In conclusion, an important political message came from Croatia in these last few weeks, with the exploit of the environmental Left of “Mozemo” at the administrative elections. The members of the coalition, foremost Tomislav Tomasevic, the new mayor of Zagreb, come from the field of Croatian activism, with 20 years of experience in environmental and urban struggles. According to you, which are the success factors? Is there a chance to see similar scenarios in the region, perhaps at the next year’s administrative elections in Serbia with the local movement “Ne Da(vi)mo Beograd” running in Belgrade?

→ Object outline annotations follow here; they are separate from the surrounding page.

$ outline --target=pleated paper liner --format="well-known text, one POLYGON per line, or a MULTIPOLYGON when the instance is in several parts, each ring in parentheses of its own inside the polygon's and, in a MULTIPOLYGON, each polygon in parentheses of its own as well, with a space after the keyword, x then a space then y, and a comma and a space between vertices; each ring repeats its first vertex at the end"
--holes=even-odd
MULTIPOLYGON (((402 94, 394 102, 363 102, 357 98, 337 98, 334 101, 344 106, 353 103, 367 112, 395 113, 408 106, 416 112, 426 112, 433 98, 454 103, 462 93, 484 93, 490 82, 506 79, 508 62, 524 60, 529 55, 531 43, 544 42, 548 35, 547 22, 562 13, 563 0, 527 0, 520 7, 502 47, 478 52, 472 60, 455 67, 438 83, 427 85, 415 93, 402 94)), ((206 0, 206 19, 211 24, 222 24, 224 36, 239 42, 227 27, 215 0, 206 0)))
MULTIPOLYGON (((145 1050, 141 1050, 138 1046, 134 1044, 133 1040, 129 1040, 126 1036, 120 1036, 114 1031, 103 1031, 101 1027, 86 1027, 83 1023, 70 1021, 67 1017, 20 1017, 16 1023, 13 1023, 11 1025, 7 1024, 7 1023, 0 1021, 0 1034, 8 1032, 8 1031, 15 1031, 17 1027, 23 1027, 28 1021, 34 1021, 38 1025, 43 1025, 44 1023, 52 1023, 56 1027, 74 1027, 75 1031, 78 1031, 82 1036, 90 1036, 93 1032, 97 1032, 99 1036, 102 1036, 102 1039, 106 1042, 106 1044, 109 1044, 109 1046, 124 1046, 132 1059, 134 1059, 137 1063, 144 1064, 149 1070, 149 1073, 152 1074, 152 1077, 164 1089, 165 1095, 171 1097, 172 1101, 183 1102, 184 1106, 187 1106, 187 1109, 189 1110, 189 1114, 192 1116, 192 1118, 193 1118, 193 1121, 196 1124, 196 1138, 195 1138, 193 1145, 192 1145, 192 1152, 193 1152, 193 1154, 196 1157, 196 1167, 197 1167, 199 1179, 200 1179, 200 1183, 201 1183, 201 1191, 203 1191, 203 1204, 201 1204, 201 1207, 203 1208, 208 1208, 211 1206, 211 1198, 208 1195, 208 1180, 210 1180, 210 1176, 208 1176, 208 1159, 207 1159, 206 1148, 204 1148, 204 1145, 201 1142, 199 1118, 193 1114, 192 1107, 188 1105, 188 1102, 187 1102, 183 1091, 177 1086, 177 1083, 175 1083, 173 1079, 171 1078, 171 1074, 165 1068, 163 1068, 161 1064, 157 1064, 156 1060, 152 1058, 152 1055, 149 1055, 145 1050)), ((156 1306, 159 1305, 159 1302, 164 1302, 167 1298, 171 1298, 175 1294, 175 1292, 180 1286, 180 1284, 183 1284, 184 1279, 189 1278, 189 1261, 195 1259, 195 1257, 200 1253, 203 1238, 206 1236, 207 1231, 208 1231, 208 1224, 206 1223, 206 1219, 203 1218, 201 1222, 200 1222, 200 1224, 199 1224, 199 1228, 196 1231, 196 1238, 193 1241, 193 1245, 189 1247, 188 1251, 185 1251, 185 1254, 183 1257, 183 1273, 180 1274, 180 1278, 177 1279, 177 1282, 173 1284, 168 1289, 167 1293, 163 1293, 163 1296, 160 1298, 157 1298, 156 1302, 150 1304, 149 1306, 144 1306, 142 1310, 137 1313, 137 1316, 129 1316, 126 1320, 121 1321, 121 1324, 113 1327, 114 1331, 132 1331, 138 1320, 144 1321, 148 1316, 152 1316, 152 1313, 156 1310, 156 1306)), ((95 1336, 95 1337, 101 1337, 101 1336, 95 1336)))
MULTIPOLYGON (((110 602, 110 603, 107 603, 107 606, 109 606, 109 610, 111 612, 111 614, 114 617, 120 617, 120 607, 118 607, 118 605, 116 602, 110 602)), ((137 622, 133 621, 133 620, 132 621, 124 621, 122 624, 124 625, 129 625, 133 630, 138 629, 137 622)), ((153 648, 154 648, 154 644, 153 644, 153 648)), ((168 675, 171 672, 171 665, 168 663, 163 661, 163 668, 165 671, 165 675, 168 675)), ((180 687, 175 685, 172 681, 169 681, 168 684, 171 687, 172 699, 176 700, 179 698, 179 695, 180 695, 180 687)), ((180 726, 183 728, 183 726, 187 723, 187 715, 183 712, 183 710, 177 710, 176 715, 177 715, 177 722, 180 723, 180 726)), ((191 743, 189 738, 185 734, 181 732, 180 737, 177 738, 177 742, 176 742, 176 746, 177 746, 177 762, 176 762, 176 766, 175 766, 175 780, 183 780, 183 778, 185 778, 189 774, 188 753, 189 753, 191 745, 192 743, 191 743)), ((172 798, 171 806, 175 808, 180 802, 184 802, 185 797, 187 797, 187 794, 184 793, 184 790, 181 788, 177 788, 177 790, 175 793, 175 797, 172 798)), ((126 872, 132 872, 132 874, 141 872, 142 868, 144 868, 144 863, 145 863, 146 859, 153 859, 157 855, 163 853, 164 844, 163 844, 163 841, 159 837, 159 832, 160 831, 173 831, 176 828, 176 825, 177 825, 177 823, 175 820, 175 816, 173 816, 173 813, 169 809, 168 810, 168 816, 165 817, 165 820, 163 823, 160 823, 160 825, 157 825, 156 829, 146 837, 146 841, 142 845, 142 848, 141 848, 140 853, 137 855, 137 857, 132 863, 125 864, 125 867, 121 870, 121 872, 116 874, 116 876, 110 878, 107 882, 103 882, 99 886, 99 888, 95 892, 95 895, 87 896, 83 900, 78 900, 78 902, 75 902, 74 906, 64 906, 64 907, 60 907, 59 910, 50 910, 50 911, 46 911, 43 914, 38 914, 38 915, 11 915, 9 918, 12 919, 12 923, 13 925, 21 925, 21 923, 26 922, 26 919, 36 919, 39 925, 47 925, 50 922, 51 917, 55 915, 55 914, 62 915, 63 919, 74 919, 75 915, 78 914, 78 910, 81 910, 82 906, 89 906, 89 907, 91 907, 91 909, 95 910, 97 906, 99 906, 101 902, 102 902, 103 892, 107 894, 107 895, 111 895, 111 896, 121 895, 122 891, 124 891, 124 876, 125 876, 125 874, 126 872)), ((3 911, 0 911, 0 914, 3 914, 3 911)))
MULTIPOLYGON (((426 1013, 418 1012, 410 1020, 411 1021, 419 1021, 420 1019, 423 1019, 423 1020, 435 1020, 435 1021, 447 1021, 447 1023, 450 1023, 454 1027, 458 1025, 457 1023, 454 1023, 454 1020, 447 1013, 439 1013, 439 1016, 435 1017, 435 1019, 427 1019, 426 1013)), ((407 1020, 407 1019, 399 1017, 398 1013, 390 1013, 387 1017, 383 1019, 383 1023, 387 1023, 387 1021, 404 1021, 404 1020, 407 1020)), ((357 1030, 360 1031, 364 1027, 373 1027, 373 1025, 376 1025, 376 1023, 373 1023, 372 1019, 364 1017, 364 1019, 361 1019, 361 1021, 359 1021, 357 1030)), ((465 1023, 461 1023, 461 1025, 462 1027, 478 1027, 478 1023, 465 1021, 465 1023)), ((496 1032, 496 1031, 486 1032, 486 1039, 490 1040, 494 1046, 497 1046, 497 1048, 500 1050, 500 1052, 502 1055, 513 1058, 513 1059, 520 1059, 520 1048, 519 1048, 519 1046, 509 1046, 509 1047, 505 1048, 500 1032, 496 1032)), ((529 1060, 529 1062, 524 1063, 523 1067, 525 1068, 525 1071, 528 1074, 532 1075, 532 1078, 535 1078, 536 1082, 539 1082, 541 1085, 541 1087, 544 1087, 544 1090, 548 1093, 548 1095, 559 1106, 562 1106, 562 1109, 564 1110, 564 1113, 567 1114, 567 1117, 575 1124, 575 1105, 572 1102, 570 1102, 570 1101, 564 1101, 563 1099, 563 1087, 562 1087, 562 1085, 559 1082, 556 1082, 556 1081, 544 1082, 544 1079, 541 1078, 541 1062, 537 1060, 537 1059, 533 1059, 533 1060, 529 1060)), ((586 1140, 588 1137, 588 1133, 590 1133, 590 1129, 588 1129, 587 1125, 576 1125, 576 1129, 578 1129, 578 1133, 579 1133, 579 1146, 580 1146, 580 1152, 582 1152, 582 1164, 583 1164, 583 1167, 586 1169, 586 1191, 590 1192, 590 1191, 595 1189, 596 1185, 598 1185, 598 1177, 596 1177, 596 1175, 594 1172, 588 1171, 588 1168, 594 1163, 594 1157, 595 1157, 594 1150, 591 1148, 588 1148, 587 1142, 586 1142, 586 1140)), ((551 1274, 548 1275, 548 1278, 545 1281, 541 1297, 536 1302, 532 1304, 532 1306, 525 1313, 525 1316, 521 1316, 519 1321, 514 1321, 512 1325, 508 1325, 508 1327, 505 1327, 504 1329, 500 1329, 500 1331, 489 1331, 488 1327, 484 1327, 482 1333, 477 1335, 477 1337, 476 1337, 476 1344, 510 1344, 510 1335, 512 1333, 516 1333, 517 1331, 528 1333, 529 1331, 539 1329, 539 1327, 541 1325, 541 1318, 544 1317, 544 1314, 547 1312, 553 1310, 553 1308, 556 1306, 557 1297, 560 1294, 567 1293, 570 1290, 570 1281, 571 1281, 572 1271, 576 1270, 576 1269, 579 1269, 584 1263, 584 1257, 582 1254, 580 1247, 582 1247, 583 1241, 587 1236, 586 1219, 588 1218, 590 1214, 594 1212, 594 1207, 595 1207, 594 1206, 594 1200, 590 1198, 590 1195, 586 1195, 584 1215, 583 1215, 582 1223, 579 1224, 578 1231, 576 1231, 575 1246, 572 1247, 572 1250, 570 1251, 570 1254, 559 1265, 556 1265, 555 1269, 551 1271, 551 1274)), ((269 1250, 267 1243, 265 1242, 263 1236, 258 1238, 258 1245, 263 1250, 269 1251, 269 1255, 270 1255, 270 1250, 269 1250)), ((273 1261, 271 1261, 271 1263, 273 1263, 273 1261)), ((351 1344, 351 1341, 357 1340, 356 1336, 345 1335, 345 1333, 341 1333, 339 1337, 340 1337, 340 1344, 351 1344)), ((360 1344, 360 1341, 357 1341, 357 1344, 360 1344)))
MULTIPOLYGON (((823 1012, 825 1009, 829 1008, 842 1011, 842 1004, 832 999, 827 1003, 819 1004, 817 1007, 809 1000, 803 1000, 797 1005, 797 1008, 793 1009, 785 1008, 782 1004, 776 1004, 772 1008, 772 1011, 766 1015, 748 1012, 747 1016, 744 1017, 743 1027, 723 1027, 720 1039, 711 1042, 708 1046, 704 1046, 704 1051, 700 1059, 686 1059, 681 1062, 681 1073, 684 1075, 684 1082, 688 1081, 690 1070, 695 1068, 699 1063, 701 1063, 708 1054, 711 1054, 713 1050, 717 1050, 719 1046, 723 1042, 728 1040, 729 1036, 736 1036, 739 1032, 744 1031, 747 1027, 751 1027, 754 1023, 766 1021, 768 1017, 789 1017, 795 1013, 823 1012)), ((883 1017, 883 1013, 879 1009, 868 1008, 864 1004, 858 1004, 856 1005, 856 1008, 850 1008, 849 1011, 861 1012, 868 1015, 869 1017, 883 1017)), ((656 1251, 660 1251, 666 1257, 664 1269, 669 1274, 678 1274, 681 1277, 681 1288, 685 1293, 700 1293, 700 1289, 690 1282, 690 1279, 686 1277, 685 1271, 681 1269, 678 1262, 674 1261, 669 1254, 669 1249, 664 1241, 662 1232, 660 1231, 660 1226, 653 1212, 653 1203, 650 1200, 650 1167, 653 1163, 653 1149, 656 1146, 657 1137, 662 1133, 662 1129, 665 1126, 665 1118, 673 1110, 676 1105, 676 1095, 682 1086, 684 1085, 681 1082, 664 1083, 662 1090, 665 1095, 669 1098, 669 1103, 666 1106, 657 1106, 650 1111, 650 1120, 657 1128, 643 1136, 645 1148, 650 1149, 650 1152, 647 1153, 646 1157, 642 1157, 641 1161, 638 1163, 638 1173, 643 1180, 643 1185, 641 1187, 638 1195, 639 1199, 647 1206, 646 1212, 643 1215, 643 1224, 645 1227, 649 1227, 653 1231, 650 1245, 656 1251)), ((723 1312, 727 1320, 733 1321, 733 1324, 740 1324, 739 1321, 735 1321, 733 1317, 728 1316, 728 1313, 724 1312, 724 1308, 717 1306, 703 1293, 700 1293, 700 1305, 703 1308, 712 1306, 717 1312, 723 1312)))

The success of the eco-left, gathered around the “Mozemo” platform, should certainly be understood (and many actors seem to see this) as a kind of signpost on how to build a political platform that successfully combines urban and environmental issues and social justice issues in Serbia. The people gathered around “Mozemo” have slowly and patiently built a network of supporters, starting with local issues at the centre of the municipal elections. The success of this platform is a combination of fighting for local, urban, and environmental problems that affect all residents, the fight against corruption, demands for social justice, and the fact that political parties in charge for many years have lost the trust of a large number of voters. Certainly, the role that favourable political opportunities played in the success of this initiative should not be underestimated. There are similar initiatives in Serbia, such as “Let’s Not Drown Belgrade”, and their development is partially influenced by platforms such as “Mozemo” and similar initiatives from other European countries. However, the political circumstances are different, and it is quite certain that we will have to wait in order to see significant successes of this or similar initiatives in Serbia.